Произошло это тоже по дороге из школы. Ирка приняла предложение неожиданно бодро и с полной готовностью к сотрудничеству. Первая взятая для разбора Иркина ситуация, как водится, была совершенно прозрачной. Зато при разборе второй Фурман неожиданно для себя запутался, потерял главное направление, и вскоре ему ничего другого не оставалось, кроме как продолжать без всякой надежды на успех усиленно болтать языком – а точнее, просто отпустить его на волю… Ощущение жульничества, до этого смутно угадывавшегося им в Борином неостановимом напоре, теперь сделалось обескураживающе острым. Но уступить Ирке вот так сразу было бы, конечно, глупо, и Фурман продолжал изображать Борину непробиваемо ироничную уверенность в своей правоте до тех пор, пока Ирка с озадаченным видом вдруг сама не признала, что проиграла. Однако, к тихому удивлению Фурмана, она тут же попросила разрешить «еще одну задачку из ее жизни». Занявшись этим вопросом, они оба постепенно так увлеклись, что сам по себе формальный итог в пользу Фурмана оказался чем-то побочным, как при какой-нибудь безобидной игре в карточного «дурака». Еще и неизвестно, кстати, как бы Фурман справился, если бы не совершенно добровольная Иркина помощь, а вернее, ее игра на стороне Фурмана против самой себя. Короче, вопреки первоначальным неприятным фурмановским ощущениям, «честные правила» были им вроде бы соблюдены.

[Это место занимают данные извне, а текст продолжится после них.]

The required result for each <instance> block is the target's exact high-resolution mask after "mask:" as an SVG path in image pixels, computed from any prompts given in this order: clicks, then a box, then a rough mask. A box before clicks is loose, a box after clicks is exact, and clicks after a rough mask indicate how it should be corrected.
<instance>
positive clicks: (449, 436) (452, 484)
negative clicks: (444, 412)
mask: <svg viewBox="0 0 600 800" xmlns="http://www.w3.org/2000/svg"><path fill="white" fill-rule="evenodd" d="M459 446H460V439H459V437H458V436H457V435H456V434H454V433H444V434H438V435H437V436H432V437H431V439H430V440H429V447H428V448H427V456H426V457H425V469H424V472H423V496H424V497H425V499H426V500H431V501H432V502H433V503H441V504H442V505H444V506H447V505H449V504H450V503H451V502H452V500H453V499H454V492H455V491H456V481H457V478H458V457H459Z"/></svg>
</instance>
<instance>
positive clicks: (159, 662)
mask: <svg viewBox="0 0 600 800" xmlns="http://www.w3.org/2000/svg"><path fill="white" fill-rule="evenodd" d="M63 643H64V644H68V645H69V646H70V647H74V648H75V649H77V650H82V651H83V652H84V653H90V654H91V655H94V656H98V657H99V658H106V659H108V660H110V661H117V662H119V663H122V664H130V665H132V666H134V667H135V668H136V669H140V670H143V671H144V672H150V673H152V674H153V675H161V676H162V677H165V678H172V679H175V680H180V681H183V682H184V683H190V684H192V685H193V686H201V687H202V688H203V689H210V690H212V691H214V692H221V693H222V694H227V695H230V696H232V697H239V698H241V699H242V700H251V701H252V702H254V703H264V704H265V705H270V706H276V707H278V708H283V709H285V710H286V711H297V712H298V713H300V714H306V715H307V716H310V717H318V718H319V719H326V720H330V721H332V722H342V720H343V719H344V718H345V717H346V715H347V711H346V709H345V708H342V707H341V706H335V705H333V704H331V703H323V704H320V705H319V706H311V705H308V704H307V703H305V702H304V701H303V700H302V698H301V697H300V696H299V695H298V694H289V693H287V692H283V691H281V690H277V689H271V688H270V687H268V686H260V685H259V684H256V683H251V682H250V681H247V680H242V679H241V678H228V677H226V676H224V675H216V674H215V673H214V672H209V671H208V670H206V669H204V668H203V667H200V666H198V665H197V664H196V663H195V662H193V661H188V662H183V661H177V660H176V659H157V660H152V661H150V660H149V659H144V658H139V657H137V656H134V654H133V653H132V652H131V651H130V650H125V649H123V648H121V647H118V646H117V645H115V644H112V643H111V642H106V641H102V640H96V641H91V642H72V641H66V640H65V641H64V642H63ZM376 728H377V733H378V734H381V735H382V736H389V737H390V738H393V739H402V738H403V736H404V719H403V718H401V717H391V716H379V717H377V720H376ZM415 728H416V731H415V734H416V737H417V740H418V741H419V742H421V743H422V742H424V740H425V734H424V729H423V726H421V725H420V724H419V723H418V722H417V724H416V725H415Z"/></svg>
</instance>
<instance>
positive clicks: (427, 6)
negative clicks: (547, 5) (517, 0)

Когда Фурман, сославшись на усталость после проделанной нелегкой работы, отказался от четвертого разбора, Ирка даже похвалила его, сказав, что он очень умный и сообразительный, что этот необычный разговор было ей очень интересен, и что она теперь поняла кое-что в самой себе, о чем раньше никогда не задумывалась. Фурман в ответ тоже отметил ее довольно редкие для девчонки умственные способности и, главное, совершенно бескорыстную волю к новым знаниям, что было вообще удивительно… Расстались они очень уважительно, полные теплой, хотя и чуть-чуть насмешливой благодарности друг к другу.
На этом вполне можно было бы закончить все эти проверки и эксперименты, но спустя месяц или два – уже зимой – Фурман случайно, просто находясь на том же самом месте, во дворе дома девять, вспомнил о возможности еще и такого «развлечения»… Дело шло к вечеру, и обычно гулявшая здесь небольшая компания уже разошлась по домам, а Фурман оставался только потому, что к ним неожиданно присоединилась Людка Капралова, которая вообще-то жила довольно далеко, в начале Косого переулка, но сегодня ей надо было дожидаться свою маму, работавшую в местном ЖЭКе. Мама сдавала какой-то очень важный отчет и даже не могла сказать, сколько еще ее придется ждать. Понятно, что Людке было бы совсем скучно торчать одной в полутемном дворе, поэтому Фурман согласился еще немного побыть с нею.
Оба уже набегались, да и анекдоты все, какие только вспомнились, рассказали… Не зная, что еще выдумать, Фурман решил рискнуть и под занавес продемонстрировать Людке тот Борин фокус с «силой научного мышления». Но то ли он что-то забыл и повел не в ту сторону, то ли Людка неправильно поняла, зачем все это нужно, – во всяком случае, она скоро стала заметно сердиться и упорствовать в каких-то случайно высказанных явных несуразностях и даже просто глупостях. Фурман поначалу старался мягко разъяснять ей ее ошибки, но это, похоже, раздражило Людку еще больше. В свою очередь придравшись к одной действительно несколько неудачной фурмановской формулировке, она обозвала его занудой и пустым болтуном. Он, по-прежнему улыбаясь, но уже будучи обиженным, стал возражать, и они чуть было не разругались совсем.
К счастью, Фурман все-таки сумел вовремя остановиться сам и стал возбужденно убеждать Людку, что ссориться-то им совершенно незачем – он даже не понимает, с чего они оба так завелись?! Но если Людка почему-то обиделась на него, то, честное слово, он этого вовсе не хотел! Он даже может попросить у нее прощения – хотя и не знает, за что… Постепенно под напором его страстных аргументов Людка вроде бы умиротворилась и перестала подозревать его в чем-то нехорошем.
Очередная победа – на этот раз действительно здравого смысла – ужасно вымотала Фурмана, и замолчав, он вдруг почувствовал себя затерянным в черных ночных снегах далеко-далеко от родного дома… Но его слабая попытка попрощаться выглядела настолько неуместной после только что закончившегося бурного объяснения, что была без труда пресечена по-прежнему не желавшей оставаться в одиночестве Людкой.